The email security firm claimed the campaign started around October 2021 and escalated “dramatically” in March this year, when Inky detected 1157 phishing emails originating from NHSmail inboxes.
After reporting its findings to the NHS on April 13, the volume of attacks originating from NHSmail inboxes fell dramatically the next day to just a “few,” the firm claimed.
Some 139 health service employees had their official email accounts individually compromised in the campaign to send out a variety of malicious messages.
“The majority were fake new document notifications with malicious links to credential harvesting sites that targeted Microsoft credentials.
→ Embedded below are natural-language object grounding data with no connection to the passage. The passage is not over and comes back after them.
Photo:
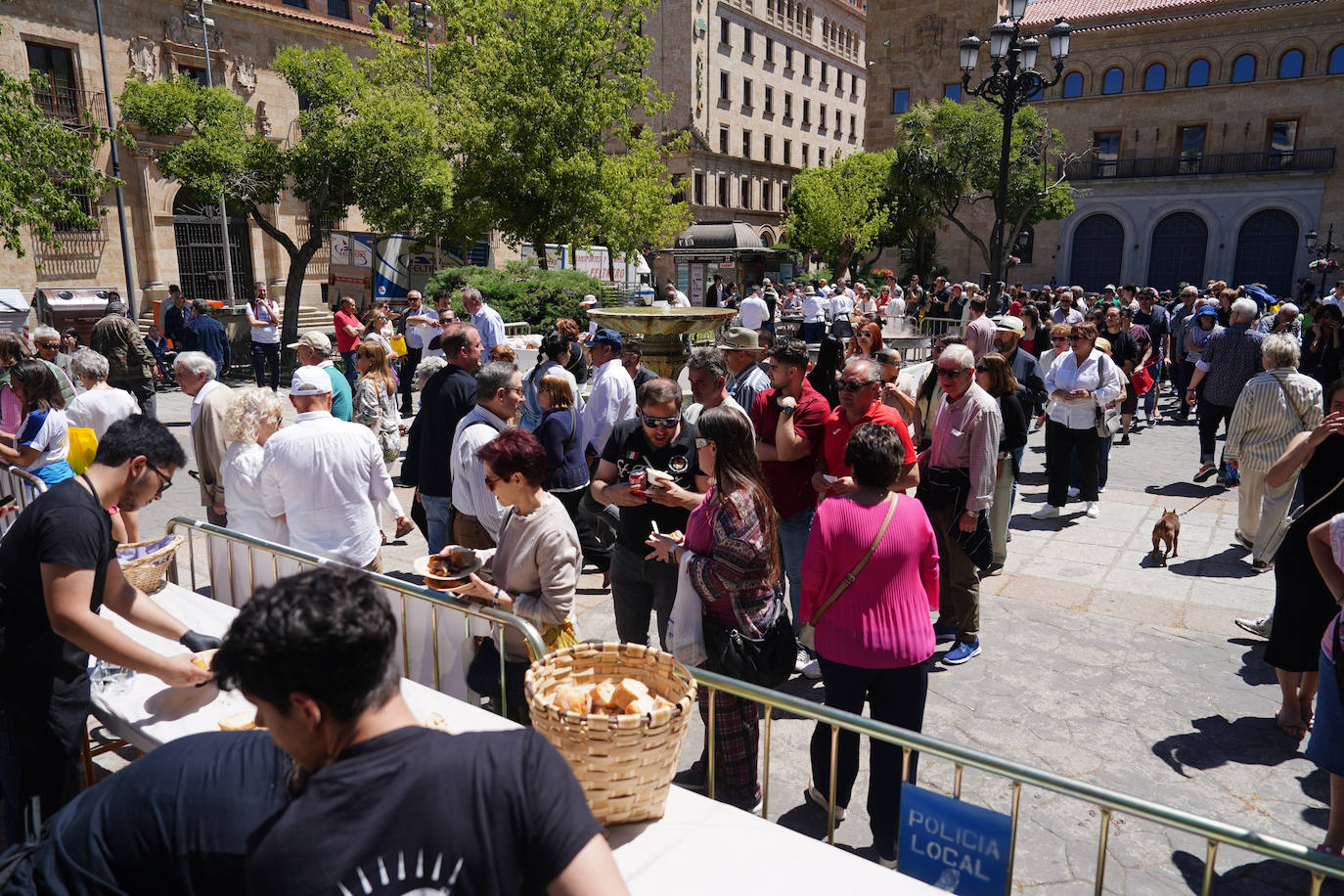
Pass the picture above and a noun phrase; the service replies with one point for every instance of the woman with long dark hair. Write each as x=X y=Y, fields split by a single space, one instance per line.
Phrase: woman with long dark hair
x=730 y=546
x=826 y=374
x=42 y=443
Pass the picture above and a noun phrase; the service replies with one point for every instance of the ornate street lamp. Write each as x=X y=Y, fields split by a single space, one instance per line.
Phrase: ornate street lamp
x=1010 y=81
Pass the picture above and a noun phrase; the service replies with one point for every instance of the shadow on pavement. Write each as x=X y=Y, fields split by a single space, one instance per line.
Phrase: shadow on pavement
x=1260 y=877
x=1254 y=669
x=1215 y=741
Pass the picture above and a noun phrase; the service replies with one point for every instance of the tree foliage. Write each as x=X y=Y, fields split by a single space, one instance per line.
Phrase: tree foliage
x=946 y=164
x=844 y=209
x=45 y=165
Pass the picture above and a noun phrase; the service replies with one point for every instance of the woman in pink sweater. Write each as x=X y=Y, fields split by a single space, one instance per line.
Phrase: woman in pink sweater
x=875 y=639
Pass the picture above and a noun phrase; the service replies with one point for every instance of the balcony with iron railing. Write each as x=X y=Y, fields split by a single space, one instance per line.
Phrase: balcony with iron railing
x=1232 y=162
x=72 y=107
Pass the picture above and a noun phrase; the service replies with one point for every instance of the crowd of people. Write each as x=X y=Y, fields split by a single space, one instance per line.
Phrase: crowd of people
x=816 y=492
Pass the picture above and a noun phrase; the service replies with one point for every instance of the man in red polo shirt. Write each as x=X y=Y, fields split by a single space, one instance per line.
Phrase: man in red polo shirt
x=789 y=418
x=861 y=402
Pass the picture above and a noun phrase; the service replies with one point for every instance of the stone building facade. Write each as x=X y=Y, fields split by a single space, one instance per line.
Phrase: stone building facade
x=175 y=237
x=1210 y=129
x=762 y=89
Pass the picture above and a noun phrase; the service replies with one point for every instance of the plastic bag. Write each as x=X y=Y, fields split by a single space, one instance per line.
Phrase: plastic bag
x=686 y=623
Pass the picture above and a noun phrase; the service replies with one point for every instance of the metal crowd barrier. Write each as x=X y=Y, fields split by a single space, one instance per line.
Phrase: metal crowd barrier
x=1214 y=833
x=23 y=486
x=433 y=650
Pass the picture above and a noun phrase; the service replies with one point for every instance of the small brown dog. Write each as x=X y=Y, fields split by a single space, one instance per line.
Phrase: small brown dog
x=1167 y=531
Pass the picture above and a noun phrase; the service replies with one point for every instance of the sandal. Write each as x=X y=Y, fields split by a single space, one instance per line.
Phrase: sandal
x=1294 y=730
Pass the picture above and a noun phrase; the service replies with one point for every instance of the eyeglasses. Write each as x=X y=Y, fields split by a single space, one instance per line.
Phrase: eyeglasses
x=164 y=481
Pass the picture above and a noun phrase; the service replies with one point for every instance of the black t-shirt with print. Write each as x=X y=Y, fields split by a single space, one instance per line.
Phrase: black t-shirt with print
x=629 y=450
x=419 y=810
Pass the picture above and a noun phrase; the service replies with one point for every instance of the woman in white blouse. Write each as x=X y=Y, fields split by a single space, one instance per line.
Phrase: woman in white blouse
x=1080 y=381
x=252 y=417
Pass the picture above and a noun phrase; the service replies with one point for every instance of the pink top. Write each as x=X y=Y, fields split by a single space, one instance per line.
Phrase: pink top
x=882 y=619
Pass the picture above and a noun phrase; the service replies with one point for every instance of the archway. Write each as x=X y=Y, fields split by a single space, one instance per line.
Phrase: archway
x=1178 y=250
x=1266 y=250
x=201 y=267
x=1097 y=251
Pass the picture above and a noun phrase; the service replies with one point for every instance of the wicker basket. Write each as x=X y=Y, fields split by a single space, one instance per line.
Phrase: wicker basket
x=148 y=572
x=624 y=763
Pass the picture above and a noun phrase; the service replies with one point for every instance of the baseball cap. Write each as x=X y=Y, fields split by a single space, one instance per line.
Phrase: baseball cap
x=739 y=338
x=313 y=338
x=311 y=381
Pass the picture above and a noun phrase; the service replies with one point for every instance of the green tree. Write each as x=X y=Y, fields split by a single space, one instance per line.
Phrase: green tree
x=843 y=211
x=354 y=144
x=546 y=97
x=948 y=157
x=45 y=165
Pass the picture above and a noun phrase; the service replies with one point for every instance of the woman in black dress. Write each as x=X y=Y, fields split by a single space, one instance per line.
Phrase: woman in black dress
x=1303 y=604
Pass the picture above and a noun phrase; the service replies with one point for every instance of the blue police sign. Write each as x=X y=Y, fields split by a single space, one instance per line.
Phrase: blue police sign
x=952 y=844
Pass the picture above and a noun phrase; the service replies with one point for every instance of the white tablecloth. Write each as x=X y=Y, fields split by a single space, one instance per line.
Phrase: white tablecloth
x=697 y=846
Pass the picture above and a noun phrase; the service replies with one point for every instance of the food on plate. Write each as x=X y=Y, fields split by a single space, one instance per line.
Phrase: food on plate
x=609 y=697
x=435 y=722
x=238 y=722
x=455 y=565
x=203 y=658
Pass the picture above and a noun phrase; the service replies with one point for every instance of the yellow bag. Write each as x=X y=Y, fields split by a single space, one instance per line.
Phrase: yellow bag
x=83 y=445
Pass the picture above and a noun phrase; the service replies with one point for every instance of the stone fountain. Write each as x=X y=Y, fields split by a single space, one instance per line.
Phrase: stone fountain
x=661 y=330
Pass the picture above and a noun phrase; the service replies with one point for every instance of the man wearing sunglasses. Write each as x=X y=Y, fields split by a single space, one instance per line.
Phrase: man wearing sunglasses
x=957 y=488
x=658 y=448
x=57 y=567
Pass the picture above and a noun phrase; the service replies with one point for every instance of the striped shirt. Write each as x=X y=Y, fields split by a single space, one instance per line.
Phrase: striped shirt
x=1264 y=421
x=965 y=437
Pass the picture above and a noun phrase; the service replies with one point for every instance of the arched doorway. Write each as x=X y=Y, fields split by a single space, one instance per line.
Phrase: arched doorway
x=1097 y=252
x=201 y=269
x=1266 y=250
x=1178 y=250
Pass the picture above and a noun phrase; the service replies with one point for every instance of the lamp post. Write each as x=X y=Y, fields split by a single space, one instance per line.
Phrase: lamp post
x=1010 y=81
x=1322 y=251
x=115 y=169
x=200 y=19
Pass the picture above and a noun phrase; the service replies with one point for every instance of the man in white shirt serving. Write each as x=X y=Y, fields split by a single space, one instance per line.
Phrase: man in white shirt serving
x=326 y=475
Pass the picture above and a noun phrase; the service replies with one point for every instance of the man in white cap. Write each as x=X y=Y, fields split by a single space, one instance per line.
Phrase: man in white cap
x=326 y=475
x=315 y=349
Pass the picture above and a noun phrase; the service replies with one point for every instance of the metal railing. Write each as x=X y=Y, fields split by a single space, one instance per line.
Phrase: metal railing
x=226 y=551
x=1214 y=833
x=23 y=486
x=1232 y=162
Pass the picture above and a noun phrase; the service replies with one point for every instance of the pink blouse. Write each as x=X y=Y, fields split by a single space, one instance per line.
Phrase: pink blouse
x=882 y=619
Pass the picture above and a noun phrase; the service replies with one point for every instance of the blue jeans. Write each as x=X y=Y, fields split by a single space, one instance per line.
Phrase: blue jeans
x=435 y=520
x=793 y=542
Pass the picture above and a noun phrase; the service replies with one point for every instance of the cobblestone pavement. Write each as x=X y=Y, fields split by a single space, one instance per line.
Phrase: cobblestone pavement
x=1098 y=664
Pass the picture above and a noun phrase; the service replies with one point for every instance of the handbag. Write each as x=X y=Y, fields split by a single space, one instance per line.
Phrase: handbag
x=808 y=636
x=766 y=661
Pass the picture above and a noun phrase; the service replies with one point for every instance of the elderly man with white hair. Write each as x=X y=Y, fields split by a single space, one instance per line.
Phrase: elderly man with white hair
x=210 y=398
x=957 y=488
x=1230 y=359
x=1275 y=406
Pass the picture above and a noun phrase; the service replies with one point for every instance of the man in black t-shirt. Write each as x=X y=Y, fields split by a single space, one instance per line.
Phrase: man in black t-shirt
x=175 y=821
x=657 y=441
x=56 y=569
x=387 y=806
All emails also had the NHS email footer at the bottom,” Inky explained.
“Some emails impersonated Adobe and Microsoft by using their logos in phishing emails, and a few were advance-fee scams.”
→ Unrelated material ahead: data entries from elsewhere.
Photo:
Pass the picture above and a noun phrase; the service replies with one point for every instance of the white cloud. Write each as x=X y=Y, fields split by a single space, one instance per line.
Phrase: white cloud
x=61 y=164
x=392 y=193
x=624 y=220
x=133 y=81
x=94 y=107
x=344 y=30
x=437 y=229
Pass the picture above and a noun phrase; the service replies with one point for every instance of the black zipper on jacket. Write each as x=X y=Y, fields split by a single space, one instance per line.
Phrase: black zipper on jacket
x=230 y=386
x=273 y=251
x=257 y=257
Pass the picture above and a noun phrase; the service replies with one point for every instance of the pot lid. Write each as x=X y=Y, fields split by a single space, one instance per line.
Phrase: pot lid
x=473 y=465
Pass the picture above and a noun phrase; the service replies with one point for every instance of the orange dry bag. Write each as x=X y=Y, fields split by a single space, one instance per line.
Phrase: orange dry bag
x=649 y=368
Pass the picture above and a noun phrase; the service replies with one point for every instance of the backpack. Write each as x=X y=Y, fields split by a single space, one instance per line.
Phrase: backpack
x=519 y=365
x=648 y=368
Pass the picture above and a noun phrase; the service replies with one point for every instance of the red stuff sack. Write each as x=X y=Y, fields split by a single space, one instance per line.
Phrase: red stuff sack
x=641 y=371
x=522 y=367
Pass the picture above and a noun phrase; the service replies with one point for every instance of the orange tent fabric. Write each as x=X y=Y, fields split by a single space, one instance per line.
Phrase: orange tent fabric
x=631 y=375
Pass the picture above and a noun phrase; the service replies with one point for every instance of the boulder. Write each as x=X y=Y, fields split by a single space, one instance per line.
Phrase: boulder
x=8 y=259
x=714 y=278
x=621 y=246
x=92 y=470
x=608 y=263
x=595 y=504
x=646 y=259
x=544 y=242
However, the scale of the campaign could have been even greater, given that Inky only detected the phishing messages sent to its customers.
In response to Inky’s findings, an official NHS statement claimed that the health service has processes in place to continuously monitor for such risks.
“We address them in collaboration with our partners who support and deliver the national NHSmail service,” it added.
“NHS organizations running their own email systems will have similar processes and protections in place to identify and coordinate their responses, and call upon NHS Digital assistance if required.”
It’s unclear how the healthcare employees were compromised in the first place, although recent research from Comparitech estimated that UK public sector workers might have clicked on as many as 58,000 suspicious links last year.
When assessed per employee, NHS Digital recorded the highest number of malicious emails for 2021 at 89,353.